SAP LGM: Ende der klassischen Logistikarchitektur?

Flexus Redaktion

29. Juni 2026

Warum die Zukunft der Supply Chain nicht mehr in einzelnen Systemen liegt, sondern in intelligenten Netzwerkmodellen

Von außen betrachtet wirkt die moderne Logistik heute so leistungsfähig wie nie zuvor. Waren bewegen sich in hochoptimierten Lieferketten, Lager sind automatisiert, Prozesse sind in Echtzeit transparent und künstliche Intelligenz hält zunehmend Einzug in Planung und Steuerung. Der Eindruck liegt nahe, dass sich der Fortschritt der Branche vor allem innerhalb einzelner Standorte und Systeme abspielt.
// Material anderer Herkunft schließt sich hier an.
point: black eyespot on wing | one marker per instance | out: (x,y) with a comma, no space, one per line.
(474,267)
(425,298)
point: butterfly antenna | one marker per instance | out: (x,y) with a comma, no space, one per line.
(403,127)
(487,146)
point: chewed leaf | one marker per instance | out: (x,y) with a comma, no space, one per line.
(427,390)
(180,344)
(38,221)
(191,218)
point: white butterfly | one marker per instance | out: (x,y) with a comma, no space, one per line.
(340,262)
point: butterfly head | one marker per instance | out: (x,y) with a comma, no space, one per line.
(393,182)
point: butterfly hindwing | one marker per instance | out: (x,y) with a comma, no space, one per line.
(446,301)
Doch dieser Eindruck greift zu kurz.

Denn die eigentliche Transformation der Logistik findet nicht innerhalb der Lager statt, sondern zwischen ihnen. Sie entsteht dort, wo Unternehmen, Standorte, Systeme und Partner miteinander verbunden werden müssen – und genau dort stoßen klassische Architekturmodelle zunehmend an ihre Grenzen.

Die Logik der Vergangenheit stößt an ihre Grenzen

Über viele Jahre folgte die Digitalisierung der Logistik einem klaren Prinzip: Je komplexer die Anforderungen, desto leistungsfähiger musste das eingesetzte System sein. Dieser Ansatz war erfolgreich und hat die Branche nachhaltig geprägt. Lagerverwaltungssysteme entwickelten sich zu hochintegrierten Steuerungsplattformen, Transportprozesse wurden digital orchestriert, und Unternehmen investierten konsequent in immer umfassendere Systemlandschaften.
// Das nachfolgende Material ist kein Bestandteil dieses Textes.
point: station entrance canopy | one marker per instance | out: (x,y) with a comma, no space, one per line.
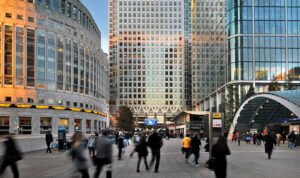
(262,109)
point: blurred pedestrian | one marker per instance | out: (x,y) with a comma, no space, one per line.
(11,155)
(141,149)
(103,155)
(186,146)
(195,144)
(292,140)
(155,143)
(120,146)
(270,141)
(49,139)
(259,138)
(219,152)
(78,157)
(91,146)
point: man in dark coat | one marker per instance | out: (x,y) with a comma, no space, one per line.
(195,144)
(49,139)
(155,143)
(11,156)
(270,141)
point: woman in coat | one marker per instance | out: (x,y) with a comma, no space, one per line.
(219,152)
(141,149)
(77,154)
(270,141)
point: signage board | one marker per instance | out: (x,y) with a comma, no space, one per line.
(217,123)
(217,115)
(150,122)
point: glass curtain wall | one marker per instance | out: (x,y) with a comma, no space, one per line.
(41,59)
(75,67)
(60,63)
(81,67)
(8,55)
(68,65)
(19,56)
(51,62)
(30,57)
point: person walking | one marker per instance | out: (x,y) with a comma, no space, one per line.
(219,152)
(155,143)
(186,146)
(120,146)
(195,144)
(78,157)
(11,155)
(91,146)
(270,141)
(103,155)
(141,149)
(259,137)
(292,140)
(49,139)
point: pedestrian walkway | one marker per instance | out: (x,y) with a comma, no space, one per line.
(245,161)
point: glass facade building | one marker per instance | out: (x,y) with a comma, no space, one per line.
(147,57)
(51,62)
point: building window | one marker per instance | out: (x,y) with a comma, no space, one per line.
(30,57)
(51,62)
(46,125)
(19,99)
(20,17)
(7,98)
(30,100)
(4,125)
(41,60)
(59,102)
(30,19)
(64,122)
(50,101)
(25,125)
(8,56)
(77,125)
(41,101)
(8,15)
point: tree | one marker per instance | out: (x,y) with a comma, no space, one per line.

Doch mit zunehmender Leistungsfähigkeit wuchs auch die Komplexität.

Einführung, Betrieb und Weiterentwicklung moderner Logistiksysteme wurden immer aufwendiger, während sich die Anforderungen der Unternehmen gleichzeitig immer schneller veränderten. Früher konnten Lagerstandorte über viele Jahre stabil betrieben werden. Heute entstehen neue Distributionspunkte innerhalb weniger Monate, Geschäftsmodelle verändern sich dynamisch, und Lieferketten werden kontinuierlich neu ausgerichtet.
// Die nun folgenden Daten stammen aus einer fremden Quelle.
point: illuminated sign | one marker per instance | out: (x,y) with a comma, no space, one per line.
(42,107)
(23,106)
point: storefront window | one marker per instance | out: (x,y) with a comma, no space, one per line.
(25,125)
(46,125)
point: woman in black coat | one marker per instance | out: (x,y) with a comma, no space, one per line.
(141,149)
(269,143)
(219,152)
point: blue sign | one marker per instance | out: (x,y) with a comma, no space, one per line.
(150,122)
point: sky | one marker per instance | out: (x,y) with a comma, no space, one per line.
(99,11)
Diese Geschwindigkeit führt dazu, dass klassische IT-Architekturen zunehmend unter Druck geraten – nicht, weil sie unzureichend wären, sondern weil sie für eine andere Form von Stabilität entwickelt wurden.

Warum Komplexität nicht automatisch Fortschritt bedeutet

Die Logistikbranche befindet sich damit an einem Punkt, an dem eine zentrale Annahme neu bewertet wird: Bedeutet mehr Funktionalität automatisch auch mehr Nutzen?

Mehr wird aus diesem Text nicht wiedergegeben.